4 min read

Monitor Public Trello Boards

Brie

Trello is an awesome producitvity tool that is especially great for real-time and asynchronous collaboration. Trello boards can be set to Public and are then available on the Internet.

A while back, I wrote a Python utility called trello-public-board-lister that used the Trello API to return a list of all of the Public boards owned by a Trello user that I specified. I picked it back up recently and extended the functionality:

  • Automated the process via GitLab CI
  • Published sample urlwatch configs for monitoring changes

Who cares?

Consider Kushagra Pathak's work on: How I used a simple Google query to mine passwords from dozens of public Trello boards. It ultimately led to this write-up in The Intercept: United Nations accidentally exposed passwords and sensitive information to the whole Internet.

  • It's trivially easy to find public Trello boards. It's easy for your team and it's easy for the adversary.
  • Trello has increasingly turned toward addressing the enterprise use case.
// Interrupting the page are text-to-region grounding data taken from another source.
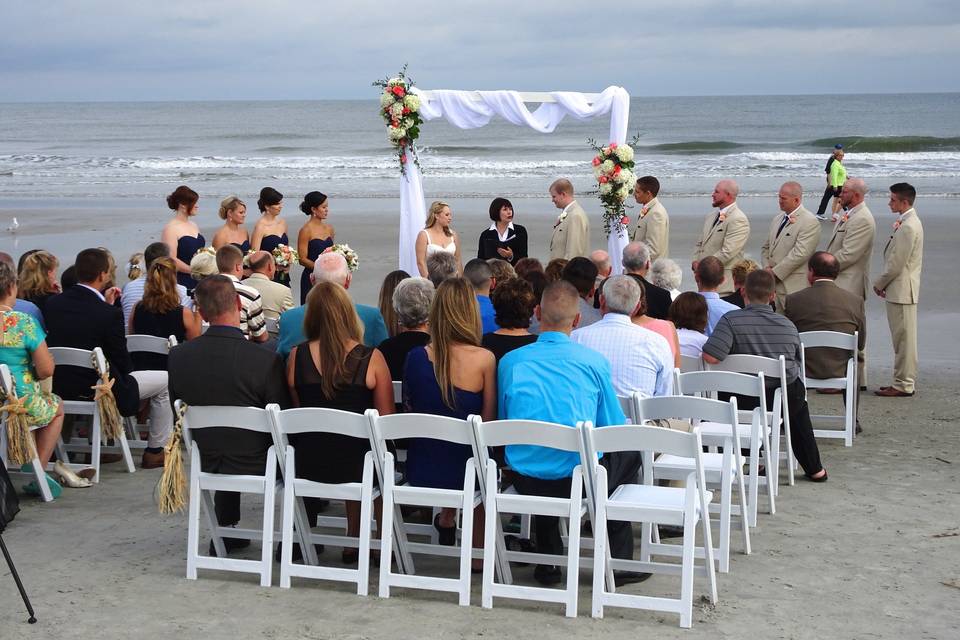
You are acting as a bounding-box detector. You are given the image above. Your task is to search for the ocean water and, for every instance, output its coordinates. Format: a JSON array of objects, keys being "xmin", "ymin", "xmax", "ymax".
[{"xmin": 1, "ymin": 93, "xmax": 959, "ymax": 204}]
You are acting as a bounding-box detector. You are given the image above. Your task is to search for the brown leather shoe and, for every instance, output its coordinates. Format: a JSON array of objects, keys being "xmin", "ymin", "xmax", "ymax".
[
  {"xmin": 141, "ymin": 450, "xmax": 165, "ymax": 469},
  {"xmin": 100, "ymin": 453, "xmax": 124, "ymax": 464},
  {"xmin": 816, "ymin": 388, "xmax": 844, "ymax": 395},
  {"xmin": 874, "ymin": 387, "xmax": 914, "ymax": 397}
]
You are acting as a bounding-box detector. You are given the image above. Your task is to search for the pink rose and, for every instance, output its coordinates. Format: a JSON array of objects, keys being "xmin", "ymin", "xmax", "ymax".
[
  {"xmin": 609, "ymin": 142, "xmax": 618, "ymax": 150},
  {"xmin": 400, "ymin": 154, "xmax": 407, "ymax": 164},
  {"xmin": 613, "ymin": 164, "xmax": 622, "ymax": 175},
  {"xmin": 599, "ymin": 176, "xmax": 609, "ymax": 184},
  {"xmin": 592, "ymin": 157, "xmax": 601, "ymax": 167},
  {"xmin": 620, "ymin": 216, "xmax": 629, "ymax": 225},
  {"xmin": 392, "ymin": 86, "xmax": 406, "ymax": 97}
]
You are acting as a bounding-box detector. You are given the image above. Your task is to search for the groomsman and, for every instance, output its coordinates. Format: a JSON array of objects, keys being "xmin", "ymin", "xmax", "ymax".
[
  {"xmin": 761, "ymin": 181, "xmax": 821, "ymax": 312},
  {"xmin": 873, "ymin": 183, "xmax": 924, "ymax": 397},
  {"xmin": 825, "ymin": 177, "xmax": 876, "ymax": 387},
  {"xmin": 692, "ymin": 179, "xmax": 750, "ymax": 295},
  {"xmin": 630, "ymin": 176, "xmax": 669, "ymax": 261},
  {"xmin": 548, "ymin": 178, "xmax": 589, "ymax": 260}
]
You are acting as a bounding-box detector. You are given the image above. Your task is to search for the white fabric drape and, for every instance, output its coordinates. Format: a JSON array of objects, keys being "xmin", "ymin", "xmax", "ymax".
[{"xmin": 397, "ymin": 86, "xmax": 631, "ymax": 273}]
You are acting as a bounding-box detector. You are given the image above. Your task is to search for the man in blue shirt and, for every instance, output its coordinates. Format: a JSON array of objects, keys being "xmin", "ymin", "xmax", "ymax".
[
  {"xmin": 696, "ymin": 256, "xmax": 739, "ymax": 335},
  {"xmin": 499, "ymin": 280, "xmax": 643, "ymax": 586},
  {"xmin": 464, "ymin": 258, "xmax": 499, "ymax": 334},
  {"xmin": 276, "ymin": 252, "xmax": 387, "ymax": 358}
]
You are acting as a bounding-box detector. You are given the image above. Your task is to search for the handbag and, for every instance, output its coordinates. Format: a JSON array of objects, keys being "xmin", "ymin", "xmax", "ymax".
[{"xmin": 0, "ymin": 462, "xmax": 20, "ymax": 532}]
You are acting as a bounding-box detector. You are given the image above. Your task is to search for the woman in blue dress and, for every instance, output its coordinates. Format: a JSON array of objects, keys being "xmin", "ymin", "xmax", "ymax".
[
  {"xmin": 251, "ymin": 187, "xmax": 290, "ymax": 287},
  {"xmin": 212, "ymin": 196, "xmax": 250, "ymax": 254},
  {"xmin": 161, "ymin": 185, "xmax": 204, "ymax": 293},
  {"xmin": 296, "ymin": 191, "xmax": 335, "ymax": 304}
]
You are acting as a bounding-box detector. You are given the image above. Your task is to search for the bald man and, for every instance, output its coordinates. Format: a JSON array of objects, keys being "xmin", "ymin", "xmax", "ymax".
[
  {"xmin": 548, "ymin": 178, "xmax": 590, "ymax": 260},
  {"xmin": 761, "ymin": 181, "xmax": 821, "ymax": 312},
  {"xmin": 241, "ymin": 250, "xmax": 294, "ymax": 328},
  {"xmin": 692, "ymin": 179, "xmax": 750, "ymax": 295}
]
Be aware of your Trello board footprint before it becomes a problem.

If you are using Trello in your organization, you may wish to have some process that regularly checks to see what public boards are present in your environment and lets you make sure this list only contains the boards that you expect. This post describes an approach to solving this problem and some code you can borrow, modify and implement.

Preparation

Before you run trello-public-board-lister, you need to have a list of Trello usernames and a Trello API key and token.

Provide a list of usernames

Put the list of usernames you want to monitor in a file, one-per-line.
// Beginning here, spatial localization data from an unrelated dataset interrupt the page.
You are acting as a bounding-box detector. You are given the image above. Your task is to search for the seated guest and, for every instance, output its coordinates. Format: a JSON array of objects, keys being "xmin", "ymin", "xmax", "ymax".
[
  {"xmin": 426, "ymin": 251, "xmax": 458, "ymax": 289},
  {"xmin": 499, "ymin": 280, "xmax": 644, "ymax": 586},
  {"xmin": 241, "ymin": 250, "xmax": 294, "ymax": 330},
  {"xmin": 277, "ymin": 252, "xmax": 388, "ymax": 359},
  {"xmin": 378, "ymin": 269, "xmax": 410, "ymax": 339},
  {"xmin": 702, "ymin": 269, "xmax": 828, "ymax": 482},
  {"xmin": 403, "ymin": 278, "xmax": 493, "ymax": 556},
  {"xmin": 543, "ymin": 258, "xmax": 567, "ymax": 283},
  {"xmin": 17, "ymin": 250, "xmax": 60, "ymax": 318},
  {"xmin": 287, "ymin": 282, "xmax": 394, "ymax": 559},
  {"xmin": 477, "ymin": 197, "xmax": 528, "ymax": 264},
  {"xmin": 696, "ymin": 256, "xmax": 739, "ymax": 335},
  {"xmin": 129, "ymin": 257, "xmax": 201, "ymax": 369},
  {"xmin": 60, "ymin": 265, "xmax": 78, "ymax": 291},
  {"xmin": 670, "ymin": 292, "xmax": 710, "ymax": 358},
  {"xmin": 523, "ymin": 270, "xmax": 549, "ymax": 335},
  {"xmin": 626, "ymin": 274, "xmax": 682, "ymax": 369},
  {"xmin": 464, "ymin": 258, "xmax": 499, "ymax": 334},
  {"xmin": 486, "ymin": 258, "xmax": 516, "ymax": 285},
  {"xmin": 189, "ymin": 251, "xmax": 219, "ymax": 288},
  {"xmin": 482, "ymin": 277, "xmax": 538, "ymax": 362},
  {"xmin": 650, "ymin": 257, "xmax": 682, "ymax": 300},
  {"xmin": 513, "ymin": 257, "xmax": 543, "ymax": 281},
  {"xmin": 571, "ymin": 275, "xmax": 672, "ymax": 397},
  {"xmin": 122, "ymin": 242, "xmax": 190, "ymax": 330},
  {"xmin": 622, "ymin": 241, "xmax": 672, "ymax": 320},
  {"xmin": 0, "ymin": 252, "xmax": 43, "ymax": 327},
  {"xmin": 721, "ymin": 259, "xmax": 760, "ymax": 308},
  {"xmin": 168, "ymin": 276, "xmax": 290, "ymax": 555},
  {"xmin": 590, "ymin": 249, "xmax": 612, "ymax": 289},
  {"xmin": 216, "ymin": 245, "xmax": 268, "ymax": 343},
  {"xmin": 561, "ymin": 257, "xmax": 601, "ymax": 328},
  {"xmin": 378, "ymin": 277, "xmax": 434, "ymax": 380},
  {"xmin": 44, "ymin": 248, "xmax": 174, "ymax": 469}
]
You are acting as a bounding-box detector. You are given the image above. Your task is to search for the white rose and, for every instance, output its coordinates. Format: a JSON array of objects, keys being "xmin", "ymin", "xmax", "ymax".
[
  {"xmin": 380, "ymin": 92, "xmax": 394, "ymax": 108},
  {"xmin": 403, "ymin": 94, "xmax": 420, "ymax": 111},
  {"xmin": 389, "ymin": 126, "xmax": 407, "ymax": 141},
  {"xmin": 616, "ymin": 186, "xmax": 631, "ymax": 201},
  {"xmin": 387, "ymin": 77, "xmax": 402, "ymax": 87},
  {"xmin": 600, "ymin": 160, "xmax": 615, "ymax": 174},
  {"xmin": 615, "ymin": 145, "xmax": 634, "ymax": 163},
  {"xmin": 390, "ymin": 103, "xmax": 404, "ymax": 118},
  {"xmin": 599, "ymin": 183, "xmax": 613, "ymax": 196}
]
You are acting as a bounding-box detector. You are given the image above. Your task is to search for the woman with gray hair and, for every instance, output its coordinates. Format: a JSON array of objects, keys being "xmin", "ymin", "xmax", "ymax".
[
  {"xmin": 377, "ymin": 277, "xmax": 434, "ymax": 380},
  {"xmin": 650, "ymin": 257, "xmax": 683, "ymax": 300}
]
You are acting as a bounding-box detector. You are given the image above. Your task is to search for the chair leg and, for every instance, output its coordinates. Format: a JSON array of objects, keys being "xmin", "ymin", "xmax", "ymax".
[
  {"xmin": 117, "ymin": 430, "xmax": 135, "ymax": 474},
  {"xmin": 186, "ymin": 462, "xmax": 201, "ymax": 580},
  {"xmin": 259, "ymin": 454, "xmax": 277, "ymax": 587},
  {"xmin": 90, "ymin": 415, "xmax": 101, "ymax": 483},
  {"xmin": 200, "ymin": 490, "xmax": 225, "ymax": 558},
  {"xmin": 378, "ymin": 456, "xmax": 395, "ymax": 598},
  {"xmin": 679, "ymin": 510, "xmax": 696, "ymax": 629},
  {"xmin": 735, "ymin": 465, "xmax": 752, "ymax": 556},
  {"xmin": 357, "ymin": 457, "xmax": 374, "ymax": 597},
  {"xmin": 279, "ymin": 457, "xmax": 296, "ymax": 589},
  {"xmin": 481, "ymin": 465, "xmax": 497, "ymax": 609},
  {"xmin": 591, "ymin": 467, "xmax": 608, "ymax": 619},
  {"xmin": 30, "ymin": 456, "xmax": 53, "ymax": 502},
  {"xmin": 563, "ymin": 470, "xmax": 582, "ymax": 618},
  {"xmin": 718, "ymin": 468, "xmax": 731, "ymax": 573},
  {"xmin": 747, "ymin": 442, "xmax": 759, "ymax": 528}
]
Get Trello API key and token

Log in to Trello and then browse to https://trello.com/app-key.

  • Record the Key that is shown securely
  • Click Token, follow the dialogs and record the Token that is shown securely

Run trello-public-board-lister

Run trello-public-board-lister manually to make sure everything works as you expect and then automate the process with a CI pipeline. You'll want to run all of these commands in the same terminal session.

git clone git@gitlab.com:brie/trello-public-board-lister.git

Run manually

I recommend using a Python virtual environment. Instructions on setting up a virtual environment don't belong in this blog post but Corey Schafer has fantastic Python videos on Python.
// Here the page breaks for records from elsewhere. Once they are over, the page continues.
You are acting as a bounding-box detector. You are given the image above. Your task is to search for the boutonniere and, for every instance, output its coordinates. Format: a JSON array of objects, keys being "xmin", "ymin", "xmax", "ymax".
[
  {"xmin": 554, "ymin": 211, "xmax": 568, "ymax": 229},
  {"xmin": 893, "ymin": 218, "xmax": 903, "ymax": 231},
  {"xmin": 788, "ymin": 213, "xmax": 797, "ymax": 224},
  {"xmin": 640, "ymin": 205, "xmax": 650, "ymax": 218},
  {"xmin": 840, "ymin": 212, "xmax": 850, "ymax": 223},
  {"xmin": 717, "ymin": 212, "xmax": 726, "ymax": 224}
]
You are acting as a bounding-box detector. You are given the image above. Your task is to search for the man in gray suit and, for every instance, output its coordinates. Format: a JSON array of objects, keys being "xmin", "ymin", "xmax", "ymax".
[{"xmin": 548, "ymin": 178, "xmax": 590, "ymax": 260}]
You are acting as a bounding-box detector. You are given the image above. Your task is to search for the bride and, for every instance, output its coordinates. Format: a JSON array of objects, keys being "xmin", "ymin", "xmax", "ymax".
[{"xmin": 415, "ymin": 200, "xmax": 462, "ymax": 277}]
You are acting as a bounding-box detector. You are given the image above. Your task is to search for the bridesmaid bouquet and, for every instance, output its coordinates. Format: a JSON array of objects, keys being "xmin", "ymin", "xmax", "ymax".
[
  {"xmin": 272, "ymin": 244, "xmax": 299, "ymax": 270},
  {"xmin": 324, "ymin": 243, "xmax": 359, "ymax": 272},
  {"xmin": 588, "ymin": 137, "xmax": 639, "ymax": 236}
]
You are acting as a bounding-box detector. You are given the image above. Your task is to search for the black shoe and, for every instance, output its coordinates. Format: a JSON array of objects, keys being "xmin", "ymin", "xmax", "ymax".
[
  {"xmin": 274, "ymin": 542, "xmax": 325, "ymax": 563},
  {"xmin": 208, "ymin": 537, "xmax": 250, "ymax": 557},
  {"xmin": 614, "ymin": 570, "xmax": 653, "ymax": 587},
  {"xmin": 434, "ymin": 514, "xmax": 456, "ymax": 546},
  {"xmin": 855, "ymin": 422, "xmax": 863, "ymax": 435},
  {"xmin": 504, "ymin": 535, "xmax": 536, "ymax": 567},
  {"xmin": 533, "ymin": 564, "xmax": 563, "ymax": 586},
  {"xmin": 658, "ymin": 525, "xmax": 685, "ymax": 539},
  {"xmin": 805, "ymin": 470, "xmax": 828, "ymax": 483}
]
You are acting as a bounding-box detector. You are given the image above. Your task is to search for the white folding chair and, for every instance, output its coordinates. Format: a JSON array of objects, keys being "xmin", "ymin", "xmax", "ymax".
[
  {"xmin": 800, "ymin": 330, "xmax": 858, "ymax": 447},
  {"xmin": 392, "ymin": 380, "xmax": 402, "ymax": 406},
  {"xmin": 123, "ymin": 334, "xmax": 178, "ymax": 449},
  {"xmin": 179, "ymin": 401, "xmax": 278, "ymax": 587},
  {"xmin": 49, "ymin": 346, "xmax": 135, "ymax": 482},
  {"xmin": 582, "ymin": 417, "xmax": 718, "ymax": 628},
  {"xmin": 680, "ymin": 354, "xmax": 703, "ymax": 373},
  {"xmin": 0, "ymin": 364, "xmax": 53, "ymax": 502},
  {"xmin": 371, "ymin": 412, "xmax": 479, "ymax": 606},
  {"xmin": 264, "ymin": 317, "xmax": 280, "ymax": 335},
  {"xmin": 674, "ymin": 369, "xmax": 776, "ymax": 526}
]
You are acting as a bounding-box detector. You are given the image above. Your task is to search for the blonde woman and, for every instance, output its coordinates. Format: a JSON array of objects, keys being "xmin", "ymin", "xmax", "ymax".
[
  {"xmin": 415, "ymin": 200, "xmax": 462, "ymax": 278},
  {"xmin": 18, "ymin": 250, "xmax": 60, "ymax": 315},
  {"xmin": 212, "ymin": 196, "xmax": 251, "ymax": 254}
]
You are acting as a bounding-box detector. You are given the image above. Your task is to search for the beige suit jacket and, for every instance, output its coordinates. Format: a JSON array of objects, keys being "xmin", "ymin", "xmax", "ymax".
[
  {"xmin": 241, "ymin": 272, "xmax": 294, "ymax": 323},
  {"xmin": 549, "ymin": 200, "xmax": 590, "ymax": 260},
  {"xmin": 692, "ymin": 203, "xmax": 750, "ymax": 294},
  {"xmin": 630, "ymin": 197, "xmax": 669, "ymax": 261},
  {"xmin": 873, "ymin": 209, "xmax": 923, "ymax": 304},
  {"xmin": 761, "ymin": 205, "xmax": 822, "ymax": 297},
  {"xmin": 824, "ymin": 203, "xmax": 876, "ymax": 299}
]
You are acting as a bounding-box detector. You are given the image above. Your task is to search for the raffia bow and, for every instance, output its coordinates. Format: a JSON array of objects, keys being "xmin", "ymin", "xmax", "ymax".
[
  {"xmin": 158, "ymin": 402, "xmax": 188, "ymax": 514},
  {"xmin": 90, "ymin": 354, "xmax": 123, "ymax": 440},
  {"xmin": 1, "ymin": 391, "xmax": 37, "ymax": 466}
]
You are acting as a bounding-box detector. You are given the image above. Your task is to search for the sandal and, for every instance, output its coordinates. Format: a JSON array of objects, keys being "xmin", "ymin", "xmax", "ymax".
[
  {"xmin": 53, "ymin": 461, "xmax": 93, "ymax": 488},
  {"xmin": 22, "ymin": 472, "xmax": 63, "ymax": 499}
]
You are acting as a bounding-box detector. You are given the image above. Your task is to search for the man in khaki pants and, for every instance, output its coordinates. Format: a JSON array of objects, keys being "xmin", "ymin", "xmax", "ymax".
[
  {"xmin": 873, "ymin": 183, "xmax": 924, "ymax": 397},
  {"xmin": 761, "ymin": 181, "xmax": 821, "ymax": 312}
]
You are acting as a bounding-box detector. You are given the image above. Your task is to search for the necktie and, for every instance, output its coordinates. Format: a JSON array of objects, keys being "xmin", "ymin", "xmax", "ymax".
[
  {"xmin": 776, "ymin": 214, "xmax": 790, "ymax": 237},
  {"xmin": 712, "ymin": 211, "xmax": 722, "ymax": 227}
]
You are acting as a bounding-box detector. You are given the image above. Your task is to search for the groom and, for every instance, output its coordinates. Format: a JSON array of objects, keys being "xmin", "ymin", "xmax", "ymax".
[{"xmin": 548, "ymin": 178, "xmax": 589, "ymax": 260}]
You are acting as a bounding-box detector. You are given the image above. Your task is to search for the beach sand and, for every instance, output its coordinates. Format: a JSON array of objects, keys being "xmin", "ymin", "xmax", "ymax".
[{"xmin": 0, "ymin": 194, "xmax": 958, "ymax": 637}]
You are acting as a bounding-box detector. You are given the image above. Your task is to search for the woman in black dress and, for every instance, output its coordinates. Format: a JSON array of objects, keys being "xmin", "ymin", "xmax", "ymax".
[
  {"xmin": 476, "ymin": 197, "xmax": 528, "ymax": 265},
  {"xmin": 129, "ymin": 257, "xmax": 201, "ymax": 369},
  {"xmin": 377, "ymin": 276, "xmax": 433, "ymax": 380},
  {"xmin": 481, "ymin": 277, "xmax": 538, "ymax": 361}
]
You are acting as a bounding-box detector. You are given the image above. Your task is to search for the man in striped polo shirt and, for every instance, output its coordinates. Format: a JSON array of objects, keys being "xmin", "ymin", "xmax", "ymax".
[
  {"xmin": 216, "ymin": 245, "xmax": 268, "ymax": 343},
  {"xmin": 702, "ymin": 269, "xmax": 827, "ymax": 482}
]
Change into the cloned directory, create a new virtual environment, activate it and install the required Python packages for trello-public-board-lister:

cd trello-public-board-lister
python3 -m venv v
source v/bin/activate
pip install -r requirements.txt

Make the Trello API key and token available

You have two options:

  • environment variables
  • command line arguments

I recommend using environment variables.

export TRELLO_API_KEY=yourtrelloapikey
export TRELLO_API_TOKEN=yourtrelloapitoken

OK, go!

Everything should be all ready. Copy your list of Trello usernames into this directory. Run:

python3 trello-public-board-lister.py --usernames trello-usernames.txt

You should see output like this:

output

For each username provided, you will have a .boards file containing a JSON object that includes the URL for each public Trello board for that user. You can use jq to count the URLs in each file:

$ jq '. | length' taco.boards
8

If everything is looking OK, you can move on to automating and scheduling. Feel free to fork trello-public-board-lister and patch it to work to better meet your needs.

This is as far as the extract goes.